The prosecutor said he decided to pursue charges after reviewing cellphone video of the incident captured by the suspect's wife.

“Law enforcement has to be held to a similar standard or higher standards than the public,” Sibley said. “The bottom line is if you don’t have the ability to control the dog, you don’t have any business deploying it.”

The suspect had been stopped for allegedly running a stop sign and erratic driving, according to the complaint and Sibley.

A confrontation occurred and the officer who had pulled over the suspect used his Taser twice on him before Stallings arrived and deployed the dog, according to the complaint.

The suspect, who could not be reached for comment, faces charges of resisting, obstructing and assaulting an officer and is due to make an initial court appearance next month, Sibley said.

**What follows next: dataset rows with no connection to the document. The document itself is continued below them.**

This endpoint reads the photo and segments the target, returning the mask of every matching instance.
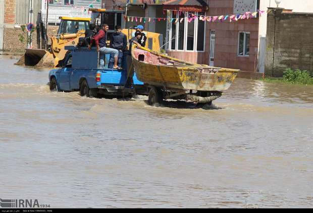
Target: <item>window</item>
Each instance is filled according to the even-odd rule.
[[[64,0],[64,5],[74,5],[74,0]]]
[[[65,65],[65,67],[72,67],[72,59],[73,58],[72,57],[72,55],[70,55],[69,56],[69,59],[66,61],[66,64]]]
[[[168,50],[204,51],[205,22],[197,19],[191,21],[189,19],[189,22],[187,19],[192,18],[192,14],[198,17],[205,14],[196,12],[170,13],[168,18],[174,19],[168,28]]]
[[[79,30],[89,29],[89,23],[87,21],[62,21],[59,28],[58,35],[63,33],[77,33]]]
[[[250,33],[240,32],[238,39],[238,55],[248,56],[250,51]]]

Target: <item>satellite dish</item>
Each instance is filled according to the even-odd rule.
[[[33,26],[34,25],[33,25],[32,23],[29,23],[27,24],[27,27],[26,28],[26,29],[27,30],[27,31],[28,32],[31,31],[31,30],[33,29]]]
[[[145,9],[147,8],[147,4],[143,3],[143,4],[142,4],[142,5],[141,6],[141,7],[143,10],[145,10]]]

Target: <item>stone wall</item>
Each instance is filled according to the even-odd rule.
[[[23,33],[21,28],[6,27],[4,29],[4,50],[14,52],[23,52],[26,48],[27,33]],[[48,43],[51,44],[51,36],[55,36],[58,33],[59,26],[48,26]],[[21,42],[20,40],[20,35],[24,38],[24,41]],[[37,48],[37,33],[35,30],[32,34],[32,47]]]
[[[286,68],[313,74],[313,14],[268,11],[265,75],[281,77]]]

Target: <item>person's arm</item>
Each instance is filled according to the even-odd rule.
[[[113,48],[113,34],[111,35],[110,39],[110,47],[111,48]]]
[[[127,47],[127,39],[126,38],[126,35],[124,35],[124,38],[123,38],[123,51],[125,51],[126,49],[126,47]]]
[[[139,44],[138,43],[138,42],[136,40],[134,40],[133,41],[133,43],[134,43],[134,44],[137,44],[137,48],[140,48],[140,47],[141,47],[141,45],[140,45],[140,44]]]

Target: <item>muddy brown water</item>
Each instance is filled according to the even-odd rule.
[[[51,93],[0,56],[0,197],[53,207],[313,207],[313,87],[237,79],[209,109]]]

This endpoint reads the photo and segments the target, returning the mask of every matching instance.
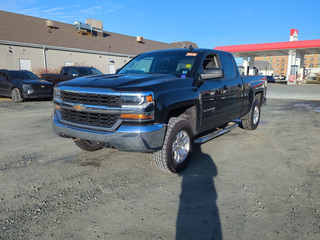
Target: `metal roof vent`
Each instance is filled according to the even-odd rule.
[[[143,37],[139,36],[137,37],[137,40],[136,41],[137,42],[139,42],[139,43],[143,43]]]
[[[46,20],[45,26],[51,29],[55,29],[54,26],[53,25],[53,21],[52,20]]]

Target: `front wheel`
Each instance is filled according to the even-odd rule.
[[[160,170],[176,173],[185,168],[191,158],[193,149],[193,130],[183,118],[171,118],[162,149],[153,153],[153,159]]]
[[[102,148],[102,143],[84,139],[72,139],[75,145],[84,151],[92,152]]]
[[[15,103],[21,103],[23,101],[17,88],[14,88],[11,91],[11,98]]]
[[[248,130],[254,130],[256,128],[260,121],[260,103],[259,101],[255,99],[253,100],[248,119],[242,120],[243,128]]]

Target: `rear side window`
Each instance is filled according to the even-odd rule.
[[[222,61],[224,63],[224,70],[226,78],[232,78],[237,76],[235,64],[231,56],[227,54],[221,54]]]
[[[68,74],[69,73],[69,69],[70,68],[65,68],[63,69],[63,72],[62,73],[62,74],[65,76],[68,76]]]

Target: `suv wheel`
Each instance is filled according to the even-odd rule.
[[[156,164],[159,169],[167,172],[182,171],[190,161],[194,142],[193,130],[188,121],[183,118],[171,118],[162,149],[153,153]]]
[[[23,101],[17,88],[14,88],[11,91],[11,98],[15,103],[21,103]]]

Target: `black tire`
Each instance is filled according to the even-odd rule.
[[[153,153],[156,165],[160,170],[167,172],[182,171],[191,159],[194,138],[193,130],[187,120],[171,118],[167,126],[162,149]]]
[[[260,121],[260,107],[259,101],[255,99],[251,106],[248,119],[243,119],[242,126],[247,130],[254,130],[259,125]]]
[[[23,101],[17,88],[14,88],[11,90],[11,98],[15,103],[21,103]]]
[[[72,142],[75,145],[83,150],[92,152],[96,151],[102,148],[101,146],[102,143],[97,142],[93,141],[89,141],[87,140],[79,139],[79,140],[74,140]]]

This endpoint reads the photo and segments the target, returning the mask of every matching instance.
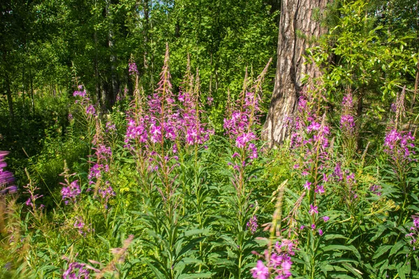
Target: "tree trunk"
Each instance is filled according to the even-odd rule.
[[[287,119],[298,103],[301,80],[320,76],[315,63],[305,63],[306,50],[326,32],[320,17],[328,0],[283,0],[279,20],[277,74],[272,98],[263,131],[270,146],[282,142],[288,135]]]
[[[6,94],[7,96],[7,103],[9,107],[9,117],[10,123],[13,121],[15,113],[13,112],[13,99],[12,98],[12,91],[10,90],[10,80],[8,73],[6,73]]]
[[[29,79],[31,80],[31,99],[32,100],[32,114],[35,115],[35,98],[34,98],[34,77],[32,70],[29,70]]]
[[[99,78],[99,62],[98,62],[98,35],[97,31],[95,30],[93,34],[94,40],[94,84],[95,84],[95,91],[96,96],[96,102],[99,105],[100,107],[103,107],[101,103],[101,83]]]
[[[107,105],[111,107],[115,100],[115,98],[118,94],[119,86],[117,77],[117,55],[114,50],[115,39],[113,33],[113,20],[112,15],[110,15],[111,0],[106,1],[106,17],[109,18],[109,30],[108,33],[108,46],[110,53],[110,80],[112,90],[108,91],[106,96]]]

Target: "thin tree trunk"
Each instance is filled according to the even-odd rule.
[[[111,0],[106,1],[106,16],[109,18],[109,30],[108,33],[108,46],[110,52],[110,78],[112,90],[108,91],[107,96],[107,103],[108,105],[112,105],[115,103],[115,98],[118,93],[118,81],[117,80],[117,56],[115,53],[114,33],[113,33],[113,20],[110,15]]]
[[[283,0],[278,38],[277,74],[271,104],[263,138],[270,146],[282,142],[288,135],[287,119],[295,110],[304,75],[320,76],[314,63],[306,63],[303,56],[313,41],[325,33],[318,13],[328,0]]]
[[[22,105],[23,109],[23,117],[26,117],[26,101],[25,101],[25,96],[24,96],[24,63],[23,63],[23,67],[22,67]]]
[[[98,34],[97,31],[95,30],[94,35],[94,82],[95,82],[95,91],[96,95],[97,102],[99,103],[101,107],[103,105],[101,103],[101,83],[99,80],[99,66],[98,66]]]
[[[12,91],[10,90],[10,80],[8,75],[8,73],[6,73],[6,94],[7,96],[7,103],[9,108],[9,116],[10,123],[13,122],[15,118],[15,113],[13,112],[13,99],[12,98]]]
[[[34,98],[34,77],[32,70],[29,70],[29,79],[31,80],[31,99],[32,100],[32,114],[35,114],[35,99]]]

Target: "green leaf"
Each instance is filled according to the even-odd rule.
[[[194,278],[210,278],[212,276],[211,272],[205,272],[202,273],[193,273],[193,274],[182,274],[177,279],[194,279]]]
[[[396,244],[395,244],[394,246],[392,246],[392,248],[390,250],[390,255],[391,256],[392,255],[397,252],[402,247],[403,247],[404,245],[404,243],[402,241],[397,242]]]
[[[392,247],[392,246],[391,245],[385,245],[383,246],[380,246],[376,251],[375,254],[374,255],[372,259],[378,258],[380,256],[383,255],[385,252],[387,252],[390,249],[391,249]]]

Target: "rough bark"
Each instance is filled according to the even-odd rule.
[[[314,63],[305,63],[306,50],[315,43],[326,29],[320,16],[328,0],[283,0],[279,20],[277,65],[271,104],[263,137],[272,146],[288,135],[287,119],[295,111],[302,78],[320,75]]]
[[[117,77],[117,55],[114,50],[115,39],[113,32],[113,20],[110,15],[111,0],[106,1],[106,16],[109,17],[109,30],[108,33],[108,46],[110,52],[110,79],[112,91],[108,91],[106,103],[108,105],[112,106],[115,103],[115,98],[119,91],[118,80]]]

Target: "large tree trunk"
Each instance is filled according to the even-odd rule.
[[[306,74],[311,78],[320,75],[314,63],[305,63],[303,55],[316,39],[327,31],[321,27],[319,15],[328,1],[281,1],[275,85],[263,132],[263,138],[271,146],[282,142],[288,135],[287,119],[295,111],[302,78]]]

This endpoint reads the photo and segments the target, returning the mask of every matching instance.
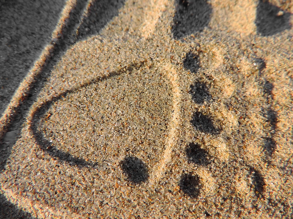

The bureau said the case was under investigation. Officials declined to say if Stallings was still working on the Crow reservation or if the officer allegedly assaulted by the suspect suffered injuries.

Lack of adequate law enforcement has long plagued the 2.3 million acre reservation along the Wyoming line. Tribal Chairman Frank White Clay said more officers are needed, but they must be adequately trained.

A statement released by the tribe said the incident was “a violent abuse of power.”

“The video clearly shows an officer who is not properly trained, who cannot control a K-9 and shouldn’t be policing our people and tribal lands,” White Clay said.